"
"My heart to yours! But let me tell you this about the
Americans--their drum is in the hands of one who knows how to
beat it."
"As a matter of hearsay, are you aware that three detachments
of troops are on their way from Mexico?"
"For Texas?"
"For Texas."
"What are three detachments? Can a few thousand men put Texas
under lock and key? I assure you not, Senor; but now I must
say adieu!
He took the doctor's hand, and, as he held it, turned his
luminous face and splendid eyes upon Antonia. A sympathetic
smile brightened her own face like a flame. Then he went
silently away, and Antonia watched him disappear among the
shrubbery.
"Come, Antonia! I am ready.

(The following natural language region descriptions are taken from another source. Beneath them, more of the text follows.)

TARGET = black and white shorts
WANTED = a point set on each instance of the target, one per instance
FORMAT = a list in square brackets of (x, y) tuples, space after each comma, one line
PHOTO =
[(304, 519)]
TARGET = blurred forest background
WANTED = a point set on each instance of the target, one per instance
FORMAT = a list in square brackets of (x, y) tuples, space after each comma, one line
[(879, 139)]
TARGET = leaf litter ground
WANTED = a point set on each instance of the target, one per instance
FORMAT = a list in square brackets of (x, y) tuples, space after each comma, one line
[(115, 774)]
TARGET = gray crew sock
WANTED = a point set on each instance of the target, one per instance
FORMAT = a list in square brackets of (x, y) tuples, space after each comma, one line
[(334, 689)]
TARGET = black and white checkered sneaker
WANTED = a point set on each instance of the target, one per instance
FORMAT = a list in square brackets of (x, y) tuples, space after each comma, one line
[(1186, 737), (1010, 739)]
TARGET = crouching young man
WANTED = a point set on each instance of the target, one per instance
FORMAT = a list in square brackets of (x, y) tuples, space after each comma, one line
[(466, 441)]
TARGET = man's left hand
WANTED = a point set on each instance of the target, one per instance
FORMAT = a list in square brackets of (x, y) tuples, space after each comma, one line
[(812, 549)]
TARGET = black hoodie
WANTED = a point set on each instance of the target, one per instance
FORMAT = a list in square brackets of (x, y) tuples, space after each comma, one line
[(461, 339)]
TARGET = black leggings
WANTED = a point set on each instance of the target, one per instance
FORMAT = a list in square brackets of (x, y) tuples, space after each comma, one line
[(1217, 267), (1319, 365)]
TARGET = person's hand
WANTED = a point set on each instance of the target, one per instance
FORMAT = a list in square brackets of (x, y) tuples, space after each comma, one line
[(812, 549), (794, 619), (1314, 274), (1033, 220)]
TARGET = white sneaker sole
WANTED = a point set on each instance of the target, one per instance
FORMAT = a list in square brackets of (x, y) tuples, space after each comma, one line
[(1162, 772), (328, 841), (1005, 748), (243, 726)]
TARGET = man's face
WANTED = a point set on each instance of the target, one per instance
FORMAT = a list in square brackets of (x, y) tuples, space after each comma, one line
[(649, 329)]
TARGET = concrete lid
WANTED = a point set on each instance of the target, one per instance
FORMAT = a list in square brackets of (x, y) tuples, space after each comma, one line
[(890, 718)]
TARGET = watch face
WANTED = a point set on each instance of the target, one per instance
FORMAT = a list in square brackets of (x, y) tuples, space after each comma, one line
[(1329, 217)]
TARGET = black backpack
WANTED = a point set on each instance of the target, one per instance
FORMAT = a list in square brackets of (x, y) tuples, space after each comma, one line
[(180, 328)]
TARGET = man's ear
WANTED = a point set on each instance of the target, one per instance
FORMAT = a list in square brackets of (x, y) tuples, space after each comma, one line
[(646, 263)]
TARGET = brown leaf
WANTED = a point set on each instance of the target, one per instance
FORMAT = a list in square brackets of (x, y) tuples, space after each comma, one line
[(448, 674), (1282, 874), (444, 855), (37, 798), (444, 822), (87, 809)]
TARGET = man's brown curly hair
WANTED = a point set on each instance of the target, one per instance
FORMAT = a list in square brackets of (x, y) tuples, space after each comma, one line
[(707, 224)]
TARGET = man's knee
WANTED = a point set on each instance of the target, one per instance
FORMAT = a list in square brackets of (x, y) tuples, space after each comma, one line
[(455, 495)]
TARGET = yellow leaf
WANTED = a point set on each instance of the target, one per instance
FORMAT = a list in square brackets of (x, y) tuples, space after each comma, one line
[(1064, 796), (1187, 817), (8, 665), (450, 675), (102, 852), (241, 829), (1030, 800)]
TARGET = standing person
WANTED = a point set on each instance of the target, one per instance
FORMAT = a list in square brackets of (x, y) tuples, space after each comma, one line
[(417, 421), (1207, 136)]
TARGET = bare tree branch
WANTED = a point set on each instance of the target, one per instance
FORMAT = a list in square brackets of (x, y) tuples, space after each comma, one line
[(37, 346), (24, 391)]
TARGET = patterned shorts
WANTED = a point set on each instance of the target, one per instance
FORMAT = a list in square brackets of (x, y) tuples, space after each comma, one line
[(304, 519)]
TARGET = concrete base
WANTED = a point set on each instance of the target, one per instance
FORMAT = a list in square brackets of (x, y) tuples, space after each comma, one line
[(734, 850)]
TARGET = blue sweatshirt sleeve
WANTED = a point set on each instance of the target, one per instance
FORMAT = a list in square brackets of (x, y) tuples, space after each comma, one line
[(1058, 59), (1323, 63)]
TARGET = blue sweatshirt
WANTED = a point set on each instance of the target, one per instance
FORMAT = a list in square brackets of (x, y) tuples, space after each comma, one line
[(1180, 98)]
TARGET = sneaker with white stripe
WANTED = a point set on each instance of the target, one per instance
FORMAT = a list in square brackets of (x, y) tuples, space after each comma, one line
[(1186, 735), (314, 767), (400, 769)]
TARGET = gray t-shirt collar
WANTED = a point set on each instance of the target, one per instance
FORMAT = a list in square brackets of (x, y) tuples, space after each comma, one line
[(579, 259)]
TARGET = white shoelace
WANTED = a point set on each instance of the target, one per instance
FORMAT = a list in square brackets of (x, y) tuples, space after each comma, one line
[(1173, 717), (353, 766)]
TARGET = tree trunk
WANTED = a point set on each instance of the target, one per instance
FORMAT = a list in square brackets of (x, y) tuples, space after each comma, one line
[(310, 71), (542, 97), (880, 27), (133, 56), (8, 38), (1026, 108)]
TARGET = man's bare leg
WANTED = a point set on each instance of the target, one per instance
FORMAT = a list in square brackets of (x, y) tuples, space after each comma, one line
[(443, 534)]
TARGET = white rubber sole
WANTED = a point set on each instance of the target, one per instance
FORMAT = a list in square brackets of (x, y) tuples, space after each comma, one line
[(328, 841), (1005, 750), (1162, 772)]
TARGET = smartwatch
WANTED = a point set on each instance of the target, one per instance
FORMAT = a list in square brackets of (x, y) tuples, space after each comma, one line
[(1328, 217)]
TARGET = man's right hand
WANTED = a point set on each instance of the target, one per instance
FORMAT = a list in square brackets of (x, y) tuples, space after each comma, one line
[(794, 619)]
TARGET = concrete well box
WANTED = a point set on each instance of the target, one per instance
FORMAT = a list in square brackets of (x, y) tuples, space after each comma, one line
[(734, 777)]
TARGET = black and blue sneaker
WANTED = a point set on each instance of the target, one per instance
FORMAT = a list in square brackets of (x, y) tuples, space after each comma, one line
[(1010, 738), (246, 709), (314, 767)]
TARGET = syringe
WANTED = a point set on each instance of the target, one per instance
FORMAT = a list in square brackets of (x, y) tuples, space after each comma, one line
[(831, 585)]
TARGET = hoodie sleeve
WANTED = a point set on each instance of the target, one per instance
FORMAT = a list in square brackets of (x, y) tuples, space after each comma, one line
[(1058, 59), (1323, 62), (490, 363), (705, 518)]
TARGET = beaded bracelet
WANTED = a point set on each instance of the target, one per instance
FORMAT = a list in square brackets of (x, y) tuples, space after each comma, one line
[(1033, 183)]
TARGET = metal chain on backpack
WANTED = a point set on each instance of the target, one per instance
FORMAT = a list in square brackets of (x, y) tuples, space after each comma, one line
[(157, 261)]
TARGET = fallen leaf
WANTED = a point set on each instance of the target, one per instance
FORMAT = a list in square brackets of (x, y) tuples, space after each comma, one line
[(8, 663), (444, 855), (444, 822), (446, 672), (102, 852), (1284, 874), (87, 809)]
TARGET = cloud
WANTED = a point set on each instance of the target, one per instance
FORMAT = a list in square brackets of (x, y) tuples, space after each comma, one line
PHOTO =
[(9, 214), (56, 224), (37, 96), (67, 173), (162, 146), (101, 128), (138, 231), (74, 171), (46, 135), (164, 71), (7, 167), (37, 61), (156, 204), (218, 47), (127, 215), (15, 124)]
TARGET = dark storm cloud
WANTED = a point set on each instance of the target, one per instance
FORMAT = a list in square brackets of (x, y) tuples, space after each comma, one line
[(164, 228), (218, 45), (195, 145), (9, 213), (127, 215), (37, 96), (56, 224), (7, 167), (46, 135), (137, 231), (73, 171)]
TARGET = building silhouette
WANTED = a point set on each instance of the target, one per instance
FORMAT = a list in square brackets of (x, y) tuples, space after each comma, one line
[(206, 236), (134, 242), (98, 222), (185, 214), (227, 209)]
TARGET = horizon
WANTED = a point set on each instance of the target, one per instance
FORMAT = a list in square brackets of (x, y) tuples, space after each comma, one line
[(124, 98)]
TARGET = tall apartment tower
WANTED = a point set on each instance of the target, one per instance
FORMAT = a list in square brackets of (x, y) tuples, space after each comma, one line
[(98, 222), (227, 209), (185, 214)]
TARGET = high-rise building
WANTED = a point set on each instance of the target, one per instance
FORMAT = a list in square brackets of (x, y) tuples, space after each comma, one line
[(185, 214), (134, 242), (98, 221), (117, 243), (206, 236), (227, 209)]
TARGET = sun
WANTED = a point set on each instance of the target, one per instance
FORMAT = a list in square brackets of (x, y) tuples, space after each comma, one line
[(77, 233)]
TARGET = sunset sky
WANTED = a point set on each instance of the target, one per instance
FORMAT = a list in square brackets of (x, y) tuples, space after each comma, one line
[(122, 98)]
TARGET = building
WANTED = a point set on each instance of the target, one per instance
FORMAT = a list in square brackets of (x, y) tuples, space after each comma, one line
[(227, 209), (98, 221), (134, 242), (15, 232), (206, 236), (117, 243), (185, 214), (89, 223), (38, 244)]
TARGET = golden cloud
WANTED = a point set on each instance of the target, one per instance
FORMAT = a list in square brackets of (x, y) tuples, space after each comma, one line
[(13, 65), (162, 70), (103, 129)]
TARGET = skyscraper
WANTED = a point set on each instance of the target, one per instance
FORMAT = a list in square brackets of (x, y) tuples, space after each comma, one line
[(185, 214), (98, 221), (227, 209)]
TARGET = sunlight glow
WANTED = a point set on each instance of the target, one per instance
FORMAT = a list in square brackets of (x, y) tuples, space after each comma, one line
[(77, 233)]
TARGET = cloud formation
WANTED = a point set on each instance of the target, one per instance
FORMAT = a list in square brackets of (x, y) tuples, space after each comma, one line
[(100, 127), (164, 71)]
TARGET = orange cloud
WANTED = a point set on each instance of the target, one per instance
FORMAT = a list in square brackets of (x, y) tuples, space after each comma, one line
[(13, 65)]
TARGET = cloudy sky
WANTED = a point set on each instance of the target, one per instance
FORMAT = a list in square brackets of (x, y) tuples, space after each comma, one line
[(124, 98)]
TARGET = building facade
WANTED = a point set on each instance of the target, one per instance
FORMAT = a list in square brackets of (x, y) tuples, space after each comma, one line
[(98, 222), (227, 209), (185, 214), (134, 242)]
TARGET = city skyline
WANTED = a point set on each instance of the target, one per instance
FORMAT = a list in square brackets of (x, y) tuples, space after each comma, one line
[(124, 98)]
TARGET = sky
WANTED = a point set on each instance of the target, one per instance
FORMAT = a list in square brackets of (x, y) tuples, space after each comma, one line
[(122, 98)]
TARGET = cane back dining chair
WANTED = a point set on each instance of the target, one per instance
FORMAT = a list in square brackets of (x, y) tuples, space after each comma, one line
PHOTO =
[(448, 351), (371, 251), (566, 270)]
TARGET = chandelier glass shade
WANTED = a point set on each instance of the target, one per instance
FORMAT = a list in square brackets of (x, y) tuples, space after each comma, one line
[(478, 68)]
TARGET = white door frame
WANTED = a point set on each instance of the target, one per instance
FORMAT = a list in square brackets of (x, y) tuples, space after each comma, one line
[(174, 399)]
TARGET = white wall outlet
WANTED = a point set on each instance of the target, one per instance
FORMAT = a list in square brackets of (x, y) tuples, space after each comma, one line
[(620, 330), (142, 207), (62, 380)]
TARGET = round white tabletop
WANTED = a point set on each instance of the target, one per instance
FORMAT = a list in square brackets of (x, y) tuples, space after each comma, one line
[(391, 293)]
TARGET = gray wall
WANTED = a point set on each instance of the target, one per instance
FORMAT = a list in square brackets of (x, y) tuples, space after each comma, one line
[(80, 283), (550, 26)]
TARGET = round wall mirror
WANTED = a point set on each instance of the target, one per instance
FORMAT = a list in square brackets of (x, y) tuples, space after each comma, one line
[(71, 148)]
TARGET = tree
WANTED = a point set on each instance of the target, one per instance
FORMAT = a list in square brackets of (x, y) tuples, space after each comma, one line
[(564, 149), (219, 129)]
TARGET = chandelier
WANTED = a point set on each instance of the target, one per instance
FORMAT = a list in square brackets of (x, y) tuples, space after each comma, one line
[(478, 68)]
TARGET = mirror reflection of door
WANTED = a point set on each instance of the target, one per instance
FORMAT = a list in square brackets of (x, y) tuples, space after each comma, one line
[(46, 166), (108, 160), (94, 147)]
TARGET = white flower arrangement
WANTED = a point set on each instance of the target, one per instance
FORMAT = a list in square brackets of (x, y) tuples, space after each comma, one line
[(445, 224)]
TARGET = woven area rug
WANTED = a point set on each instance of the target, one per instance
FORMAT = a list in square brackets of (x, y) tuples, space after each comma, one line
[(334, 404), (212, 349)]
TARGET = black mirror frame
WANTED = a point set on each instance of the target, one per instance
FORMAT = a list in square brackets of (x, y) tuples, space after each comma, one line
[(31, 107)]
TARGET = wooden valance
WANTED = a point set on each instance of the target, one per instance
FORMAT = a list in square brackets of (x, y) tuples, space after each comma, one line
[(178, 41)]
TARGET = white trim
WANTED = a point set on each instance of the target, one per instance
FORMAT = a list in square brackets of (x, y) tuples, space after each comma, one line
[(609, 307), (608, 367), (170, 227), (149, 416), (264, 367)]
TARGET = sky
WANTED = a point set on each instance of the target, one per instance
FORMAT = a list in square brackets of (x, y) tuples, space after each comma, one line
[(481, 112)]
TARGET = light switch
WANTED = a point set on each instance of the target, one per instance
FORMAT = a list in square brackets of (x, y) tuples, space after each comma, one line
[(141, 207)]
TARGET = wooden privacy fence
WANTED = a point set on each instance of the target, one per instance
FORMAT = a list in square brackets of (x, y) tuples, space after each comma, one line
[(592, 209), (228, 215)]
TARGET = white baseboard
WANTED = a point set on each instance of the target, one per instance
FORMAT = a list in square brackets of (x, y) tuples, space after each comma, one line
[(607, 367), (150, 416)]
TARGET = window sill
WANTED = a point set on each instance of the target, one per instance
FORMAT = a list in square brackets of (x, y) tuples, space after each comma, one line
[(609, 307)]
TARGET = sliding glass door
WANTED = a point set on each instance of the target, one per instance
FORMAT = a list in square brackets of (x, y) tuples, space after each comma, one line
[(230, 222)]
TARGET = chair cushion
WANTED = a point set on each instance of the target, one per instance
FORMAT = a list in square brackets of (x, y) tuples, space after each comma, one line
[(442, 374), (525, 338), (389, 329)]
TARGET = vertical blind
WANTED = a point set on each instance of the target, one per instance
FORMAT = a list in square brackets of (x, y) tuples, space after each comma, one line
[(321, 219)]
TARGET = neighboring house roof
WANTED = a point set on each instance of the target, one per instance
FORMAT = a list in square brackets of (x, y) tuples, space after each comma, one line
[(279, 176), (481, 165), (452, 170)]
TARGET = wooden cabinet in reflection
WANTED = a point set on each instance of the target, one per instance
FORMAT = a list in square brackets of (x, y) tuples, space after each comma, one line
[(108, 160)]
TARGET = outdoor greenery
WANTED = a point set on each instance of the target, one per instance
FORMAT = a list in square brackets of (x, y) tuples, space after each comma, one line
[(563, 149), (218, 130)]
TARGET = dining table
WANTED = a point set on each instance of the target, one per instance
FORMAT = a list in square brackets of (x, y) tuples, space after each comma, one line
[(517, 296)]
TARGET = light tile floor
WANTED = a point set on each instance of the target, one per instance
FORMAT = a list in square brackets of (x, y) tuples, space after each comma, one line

We must not keep the Senora
waiting too long."
"I am ready also, father." Her voice was almost sad, and yet
it had a tone of annoyance in it--"Don Luis is so imprudent,"
she said. "He is always in trouble. He is full of
enthusiasms; he is as impossible as his favorite, Don
Quixote."
"And I thank God, Antonia, that I can yet feel with him. Woe
to the centuries without Quixotes! Nothing will remain to
them but--Sancho Panzas."
CHAPTER II.
ANTONIA AND ISABEL.
"He various changes of the world had known,
And some vicissitudes of human fate,
Still altering, never in a steady state
Good after ill, and after pain delight,
Alternate, like the scenes of day and night.